The Emancipation of Broadcast

Broadcast? I suppose I meant Podcast…

Podcasting is nifty, in that it frees the production of radio-style shows from actual broadcast radio. The low barriers to entry have resulted in many great shows that you’d never get to hear on commercial radio. But this same ease of entry can also result in the occasional audio disaster…

On that theme, I’ll illustrate with examples of The Good, The Bad, and The Ugly in podcasting. First, we have:

The Good:

Spacemusic is an ambient/chillout podcast show by a guy named TC in the Netherlands. Fun and funky, with good production values. The show has good music, and TC does a fine job of delivering the “text” of the show, including the occasional interview. Despite having a good time with it, TC keeps the show itself from getting in the way of the music. Most excellent.

The Bad: RadRails Release Podcast

The fine RadRails developers at RIT have put together an Eclipse plugin for Ruby on Rails development. I love their work, and as such I apologize up front for picking on them. Alas, they’ve also given me an archetypical example for The Bad; folks with a good idea to send to the world, but who need production polish — something I think will be a hallmark of a lot of smaller talk podcasts… Put another way, unscripted recording is tough. Many folks aren’t (yet) up for it.

In the world of broadcast radio, professionals encounter various hurdles (training, screening, etc.) before they get on the air. In the ‘casts I’ve heard, these guys use a relaxed, conversational style (good), but the discussion isn’t sufficiently focused for a remote listener, with pauses, reiteration, and non-words (“um”) that work in personal conversation but don’t work in broadcast/podcast. To their credit, their vocal delivery/projection for recording is generally pretty good — something that should serve well when they present at EclipseCon 2006. I also give the RadRails crew big props for doing another kind of newfangled broadcast-redux media very well; read on for the details.

The Ugly: Dec 5, 2005 MacNN Podcast

Holy crap (there’s that Scottish ‘r’ again)… when the content sucks, it’s far, FAR worse in a Podcast. In this case, we’ve got some talking heads from MacNN droning on about various bits of Apple speculation and software. On a web page, it’s possible to skim and quickly pick out interesting bits and leave the dross. Or decide it’s all dross and hit the back button. In a podcast, you’re stuck slogging through the dross — will something interesting surface?
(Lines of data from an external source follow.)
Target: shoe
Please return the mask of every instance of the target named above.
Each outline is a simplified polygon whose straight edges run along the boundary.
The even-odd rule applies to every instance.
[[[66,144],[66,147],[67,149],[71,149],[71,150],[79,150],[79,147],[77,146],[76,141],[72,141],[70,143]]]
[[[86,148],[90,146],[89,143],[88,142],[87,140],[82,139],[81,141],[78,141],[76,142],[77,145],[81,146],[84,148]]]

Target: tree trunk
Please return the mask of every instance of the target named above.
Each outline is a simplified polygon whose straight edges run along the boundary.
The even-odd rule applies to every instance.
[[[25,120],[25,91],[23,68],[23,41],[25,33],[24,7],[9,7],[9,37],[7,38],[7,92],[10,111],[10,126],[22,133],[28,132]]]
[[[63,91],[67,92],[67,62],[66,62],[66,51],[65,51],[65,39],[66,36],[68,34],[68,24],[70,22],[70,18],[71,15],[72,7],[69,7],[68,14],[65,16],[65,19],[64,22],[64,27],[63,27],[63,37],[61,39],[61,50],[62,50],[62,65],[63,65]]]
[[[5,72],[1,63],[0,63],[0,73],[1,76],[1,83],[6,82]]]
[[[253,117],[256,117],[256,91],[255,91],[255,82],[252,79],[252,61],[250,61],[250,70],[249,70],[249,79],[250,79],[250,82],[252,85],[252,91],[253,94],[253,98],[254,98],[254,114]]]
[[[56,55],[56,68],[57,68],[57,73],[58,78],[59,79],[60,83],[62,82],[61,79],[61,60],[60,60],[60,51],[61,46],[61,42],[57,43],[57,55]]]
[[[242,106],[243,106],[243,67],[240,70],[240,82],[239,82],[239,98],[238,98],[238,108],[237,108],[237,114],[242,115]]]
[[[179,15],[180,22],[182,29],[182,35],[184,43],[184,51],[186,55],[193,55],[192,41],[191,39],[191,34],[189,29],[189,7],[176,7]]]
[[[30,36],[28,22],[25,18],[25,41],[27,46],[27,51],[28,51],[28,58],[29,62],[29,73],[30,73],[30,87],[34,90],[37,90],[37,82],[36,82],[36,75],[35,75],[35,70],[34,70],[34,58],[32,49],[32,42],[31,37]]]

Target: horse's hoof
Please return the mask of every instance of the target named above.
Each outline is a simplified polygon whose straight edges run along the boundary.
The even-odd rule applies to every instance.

Or will the dross-slog just.. keep… going….

Show Me, Don’t Tell Me.

All that said, there’s another interesting phenomenon that’s becoming more common. As it’s become easier to produce and distribute video on the Internet, software tutorial videos are increasingly popular. Fortunately, the RadRails developers get to be the heroes at the end of our tale. Instead of the usual hard-to-grok documentation chapter rife with screenshots, a short video tells all about importing projects into RadRails. This picture’s worth far more than a thousand words — it saves time and energy.

All told, this is the same story of all disruptive publishing technologies. A social, technological event lowers some barriers to entry for publication. Some folks use the new medium to persist all manner of information, the rest of us figure out how to sort through it all, and everyone gradually learns how to further improve production and identification of Good Stuff. The story is the same whether we’re talking the advent of papyrus (all those scrolls!), or here at the advent of the Internet.